After muttering several imprecations, I let the dogs out, cleaned the puddle, and jumped in the shower to rinse off my bare, pee-soaked foot. Next step was to feed the two cats. Tater, our 16-pound blubba nugget, starts meowing for groceries about 5 a.m. I had already thrown a pillow at him to get him to shush for a bit. I pulled out a can of catfood as both he and Olive Kitty milled around at my feet. All I could think of was shutting up the yowling so I could make coffee. I yanked open the lid of the cat food can and promptly sliced open the middle finger of my right hand. More imprecations ensued. Blood spurted everywhere. This was beginning to look like a crime scene.

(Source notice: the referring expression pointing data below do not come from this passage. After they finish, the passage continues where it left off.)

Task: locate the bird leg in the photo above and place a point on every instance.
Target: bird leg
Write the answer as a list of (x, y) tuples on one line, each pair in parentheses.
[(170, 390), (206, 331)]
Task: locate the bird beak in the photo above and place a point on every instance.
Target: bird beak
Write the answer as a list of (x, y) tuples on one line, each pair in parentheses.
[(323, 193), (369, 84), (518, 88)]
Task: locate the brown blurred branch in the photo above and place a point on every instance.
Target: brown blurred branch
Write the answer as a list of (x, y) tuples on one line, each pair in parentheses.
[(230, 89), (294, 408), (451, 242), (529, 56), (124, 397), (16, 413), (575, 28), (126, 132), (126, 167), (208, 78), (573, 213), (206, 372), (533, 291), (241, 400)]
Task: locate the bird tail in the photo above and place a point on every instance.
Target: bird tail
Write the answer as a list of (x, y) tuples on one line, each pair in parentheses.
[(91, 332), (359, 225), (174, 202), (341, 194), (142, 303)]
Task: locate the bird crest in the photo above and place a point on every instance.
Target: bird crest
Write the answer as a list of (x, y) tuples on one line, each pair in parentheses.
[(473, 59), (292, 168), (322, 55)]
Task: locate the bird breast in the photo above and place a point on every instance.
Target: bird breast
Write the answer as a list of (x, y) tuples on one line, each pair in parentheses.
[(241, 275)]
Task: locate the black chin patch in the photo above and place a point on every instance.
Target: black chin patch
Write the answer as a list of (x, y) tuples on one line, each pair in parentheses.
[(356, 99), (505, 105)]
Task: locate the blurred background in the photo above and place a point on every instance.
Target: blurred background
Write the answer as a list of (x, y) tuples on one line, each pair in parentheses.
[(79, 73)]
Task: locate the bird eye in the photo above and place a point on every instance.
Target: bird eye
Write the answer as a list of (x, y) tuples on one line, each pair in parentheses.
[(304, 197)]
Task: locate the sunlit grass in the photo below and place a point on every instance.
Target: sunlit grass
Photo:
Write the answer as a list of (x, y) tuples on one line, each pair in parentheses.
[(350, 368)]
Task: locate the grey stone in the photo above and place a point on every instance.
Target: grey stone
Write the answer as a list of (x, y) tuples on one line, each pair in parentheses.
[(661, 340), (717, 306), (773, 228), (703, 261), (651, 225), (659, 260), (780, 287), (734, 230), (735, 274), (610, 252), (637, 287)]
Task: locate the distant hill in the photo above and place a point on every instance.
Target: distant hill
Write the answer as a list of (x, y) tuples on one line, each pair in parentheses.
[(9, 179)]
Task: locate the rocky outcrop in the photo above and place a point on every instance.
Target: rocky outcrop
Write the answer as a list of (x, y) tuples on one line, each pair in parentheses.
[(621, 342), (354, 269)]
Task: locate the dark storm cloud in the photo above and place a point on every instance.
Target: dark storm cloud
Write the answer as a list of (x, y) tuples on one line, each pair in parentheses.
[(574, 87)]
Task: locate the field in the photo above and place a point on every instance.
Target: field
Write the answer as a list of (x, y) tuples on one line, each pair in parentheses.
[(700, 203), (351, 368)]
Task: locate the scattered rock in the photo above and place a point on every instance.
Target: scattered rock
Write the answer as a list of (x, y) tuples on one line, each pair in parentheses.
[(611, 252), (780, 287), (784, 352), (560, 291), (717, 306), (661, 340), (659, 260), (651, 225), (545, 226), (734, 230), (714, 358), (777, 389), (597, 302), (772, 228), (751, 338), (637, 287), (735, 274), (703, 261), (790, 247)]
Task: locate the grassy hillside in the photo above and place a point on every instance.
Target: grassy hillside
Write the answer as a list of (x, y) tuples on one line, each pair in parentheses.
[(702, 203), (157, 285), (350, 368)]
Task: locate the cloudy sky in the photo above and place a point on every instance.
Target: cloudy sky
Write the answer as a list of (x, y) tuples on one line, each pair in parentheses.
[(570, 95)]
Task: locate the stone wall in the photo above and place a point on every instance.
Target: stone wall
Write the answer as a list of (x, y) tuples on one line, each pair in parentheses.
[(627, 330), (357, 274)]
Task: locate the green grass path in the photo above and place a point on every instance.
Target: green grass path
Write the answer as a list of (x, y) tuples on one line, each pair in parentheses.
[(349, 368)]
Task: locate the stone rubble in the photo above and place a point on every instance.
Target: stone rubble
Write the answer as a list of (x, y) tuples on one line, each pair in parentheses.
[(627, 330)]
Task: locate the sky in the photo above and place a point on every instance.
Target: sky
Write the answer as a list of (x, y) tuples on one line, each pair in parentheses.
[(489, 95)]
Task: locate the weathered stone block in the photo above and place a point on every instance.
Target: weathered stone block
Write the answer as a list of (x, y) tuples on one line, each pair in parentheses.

I managed to stanch the flow long enough to get a Band-Aid on it, which quickly soaked through. I kept changing them and mopping up blood. After four hours, I realized another trip to the emergency room was in my future, since it was Saturday, and my doctor was not at work. Face it, it is always either Saturday, Christmas or some other day the doc is not working when emergencies occur – though a sliced finger is an embarassingly minor emergency to bother medical professionals about.

Those medical professionals were exceedingly kind, as I spent the next three hours in the ER, in which actual care didn’t exceed five minutes. That is the way it goes when genuine emergencies are taking place. The ER doc glued my sliced finger together and advised me to avoid getting it wet for 48 hours. I wore a black disposable glove on my right hand while showering, sort of a reverse Michael Jackson look.

When mealtime arrived, the Saturday basically shot and carefully laid plans abandoned, the cats stared at me once again. Luckily, the cat food can from this morning was still half full, eliminating the risk of further injury. And the dogs have been dutifully taking their business outside. All of them are waiting on my BMC to return, so the world spins rightly on its axis again, as am I.